Closed-cell spray foam is labeled R-6.0 to R-7.0 per inch, a midpoint of 6.5. To reach R-49 you need 49 ÷ 6.5 = about 7.5 inches; for R-38, about 5.8 inches. Compare that with blown fiberglass at ~2.5 per inch, which needs roughly 19.6 inches for the same R-49 — same target, wildly different depth, which is exactly what this table is for.

How to read the bands

Every material shows a range, not a single number, and the range is honest — here is why and how to use it:

  • Product and density vary. A high-density batt or a well-packed cellulose job sits at the top of the band; a compressed or gappy install sits below the bottom. Use the rated value on the bag or data sheet, not a blog average.
  • Loose-fill settles. Blown fiberglass and cellulose lose a little depth over time, so their effective R/inch is lower than a fresh, fluffed pile — blow deep to the coverage chart, not just to a depth line.
  • Polyiso is temperature-dependent. Its labeled R/inch is measured warm; in the cold it delivers less. Do not design a cold-climate exterior wall on the full number.
  • R/inch is not the whole assembly. Air films and thermal bridging through framing change the finished R — total the real layers with the R-value calculator.
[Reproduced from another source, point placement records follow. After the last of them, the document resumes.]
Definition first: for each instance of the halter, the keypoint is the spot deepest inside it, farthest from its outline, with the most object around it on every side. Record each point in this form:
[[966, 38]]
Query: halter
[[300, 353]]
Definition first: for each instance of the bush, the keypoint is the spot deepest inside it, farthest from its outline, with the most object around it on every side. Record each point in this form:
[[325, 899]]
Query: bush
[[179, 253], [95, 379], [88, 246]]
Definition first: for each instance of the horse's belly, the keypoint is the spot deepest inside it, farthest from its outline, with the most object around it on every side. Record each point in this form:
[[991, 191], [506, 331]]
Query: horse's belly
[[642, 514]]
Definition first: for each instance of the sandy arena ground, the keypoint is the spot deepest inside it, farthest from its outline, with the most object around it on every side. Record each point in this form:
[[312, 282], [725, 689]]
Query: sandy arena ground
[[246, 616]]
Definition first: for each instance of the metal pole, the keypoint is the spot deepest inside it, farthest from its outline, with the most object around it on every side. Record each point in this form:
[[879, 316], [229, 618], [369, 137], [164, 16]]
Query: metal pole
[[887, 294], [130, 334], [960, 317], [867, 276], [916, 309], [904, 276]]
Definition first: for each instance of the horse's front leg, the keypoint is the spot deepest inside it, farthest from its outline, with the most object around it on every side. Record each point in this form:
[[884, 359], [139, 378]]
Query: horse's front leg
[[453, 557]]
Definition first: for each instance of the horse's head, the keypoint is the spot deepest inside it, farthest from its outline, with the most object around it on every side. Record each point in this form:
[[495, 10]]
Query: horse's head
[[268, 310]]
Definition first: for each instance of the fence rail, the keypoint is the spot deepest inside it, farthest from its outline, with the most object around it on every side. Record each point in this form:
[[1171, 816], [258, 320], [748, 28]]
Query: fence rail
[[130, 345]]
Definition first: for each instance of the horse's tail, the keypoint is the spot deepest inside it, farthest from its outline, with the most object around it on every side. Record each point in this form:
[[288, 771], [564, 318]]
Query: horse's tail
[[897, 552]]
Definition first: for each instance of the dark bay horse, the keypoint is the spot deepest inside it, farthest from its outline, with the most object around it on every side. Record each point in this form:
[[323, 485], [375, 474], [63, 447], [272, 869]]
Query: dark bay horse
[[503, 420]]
These are typical published planning values, not a certified design. For the sourced dataset see R-value per inch by material.

Reference table

MaterialLabeled R per inchInches for R-38Inches for R-49
Fiberglass battR3.1–R3.4/in11.7"15.1"
Blown fiberglassR2.2–R2.7/in15.5"20.0"
CelluloseR3.2–R3.8/in10.9"14.0"
Mineral wool (Rockwool)R3.0–R3.3/in12.1"15.6"
Open-cell spray foamR3.5–R3.7/in10.6"13.6"
Closed-cell spray foamR6.0–R7.0/in5.8"7.5"
Rigid EPSR3.6–R4.2/in9.7"12.6"
Rigid XPSR4.5–R5.0/in8.0"10.3"
Rigid polyisoR5.6–R6.5/in6.3"8.1"

Full dataset with sources at R-value per inch by material. Labeled published typicals — real R depends on install quality, thermal bridging and settling.

Frequently asked questions

What is the R-value per inch of spray foam?

Open-cell spray foam is labeled about R-3.5–3.7 per inch; closed-cell is about R-6.0–7.0 per inch. Closed-cell packs far more R into a shallow cavity, which is why it costs more per board-foot.

Which insulation has the highest R per inch?

Among common materials, closed-cell spray foam (~6.0–7.0) and rigid polyiso (~5.6–6.5) lead, followed by XPS (~4.5–5.0). Fiberglass, cellulose and mineral wool sit around 3.0–3.8 per inch.

How thick does insulation need to be for R-49?

Divide 49 by the material R per inch: roughly 7.5" of closed-cell foam, 14" of cellulose, or ~19.6" of blown fiberglass. Pick your material above to see the depth.

Are these R/inch numbers exact?

No — they are labeled planning typicals shown as a band. Real R depends on product, density, install quality, settling and temperature; use the rated value on your product’s data sheet.